COAL INDIA: Earnings drivers — Market-linked volumes, lower tax, Operating leverage a double-edged sword, inflation remains high
We expect CIL to report robust earnings CAGR of 29% till FY13, and reported earnings in FY12 are contingent on the quantum and timing of price increases.
In FY12, coal sales on market linked prices will increase to ~100m tons, up from ~75m tons in FY11. Thus, CIL is strongly leveraged to international coal prices.
The other variable driving earnings for CIL is tax break available at BCCL and ECL. We expect consolidated tax/PBT ratio for CIL to decline to 32% in FY12E.
In FY11, CIL's provisional despatches were 424mt (up 2.2% YoY) and production was 431mt (flat YoY).
CIL's staff costs and contractual expenses are key costs. A large part of this increase has been due to higher dearness allowances led by higher inflation.

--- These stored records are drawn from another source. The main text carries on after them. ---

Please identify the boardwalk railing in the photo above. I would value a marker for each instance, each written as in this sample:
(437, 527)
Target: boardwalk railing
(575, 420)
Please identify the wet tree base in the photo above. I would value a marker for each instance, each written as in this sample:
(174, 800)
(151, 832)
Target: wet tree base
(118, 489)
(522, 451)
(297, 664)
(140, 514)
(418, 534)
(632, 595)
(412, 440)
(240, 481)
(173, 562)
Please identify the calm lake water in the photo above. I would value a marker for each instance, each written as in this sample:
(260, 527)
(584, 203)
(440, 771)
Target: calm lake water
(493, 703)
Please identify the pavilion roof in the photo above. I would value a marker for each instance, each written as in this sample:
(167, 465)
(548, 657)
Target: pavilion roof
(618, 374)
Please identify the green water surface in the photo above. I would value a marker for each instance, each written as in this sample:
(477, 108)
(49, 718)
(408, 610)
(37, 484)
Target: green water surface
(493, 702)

We believe that these expenses are fixed in nature and thus robust volume growth could lead to strong operating leverage. However, in FY11, volume growth was modest with despatches up 2.2% YoY, necessitating a price increase in February 2011. Inflation remains above the comfort zone and any volume disappointment going forward will need to be absorbed from internal accruals, as surplus of Rs30b-35b from the price hike in February 2011 will be adjusted against future cost increases.